The finance ministry borrowed CZK7.4bn through government bonds, according to figures of the CNB. This time, the finance ministry offered bonds with original maturity of 11 and 16 years. Demand was still solid, though less so than at auctions carried out in May. Even then, the average cover ratio reached 2.35, which was again above the usual. It prompted the finance ministry to once again borrow above its indicative ceiling for this auction, set at CZK7bn, though it exceeded it by only 5%.
Even then, borrowing costs decreased visibly, as the 11-year bond saw an 11bp m/m decline, while the 16-year one – a decline of 31bps m/m. Both bonds were last offered in May, so the decrease in borrowing costs is very much relevant. Indeed, the finance ministry didn’t borrow too much this time, which helped with keeping yields low.

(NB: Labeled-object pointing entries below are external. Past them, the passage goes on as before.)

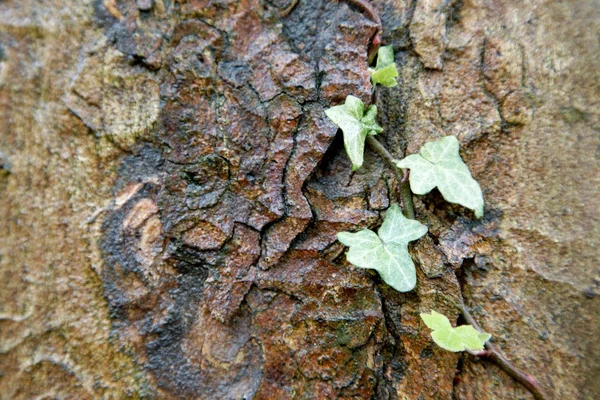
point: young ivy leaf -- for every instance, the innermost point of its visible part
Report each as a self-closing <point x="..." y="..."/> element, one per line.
<point x="356" y="125"/>
<point x="439" y="164"/>
<point x="461" y="338"/>
<point x="385" y="71"/>
<point x="387" y="251"/>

After this auction, the finance ministry has met 64% of its borrowing ceiling for June, as well as 93% of the borrowing ceiling for Q2 2019 (still at CZK60bn). Since the beginning of the year, the finance ministry has borrowed CZK161.7bn in CZK-denominated securities (48.8% of gross financing needs), out of which CZK159.5bn was in government bonds. When EUR-denominated securities are added, total borrowing reaches CZK173.3bn (52.3% of borrowing needs). There are two more auctions this month, one next Wednesday (Jun 19), when the finance ministry will reopen its 2.5-year EUR-denominated bond, and one in two weeks (Jun 26), when the finance ministry will offer 16-year and 50-year bonds. Given the borrowing ceilings, we expect that the finance ministry will exceed monthly and quarterly borrowing ceilings comfortably.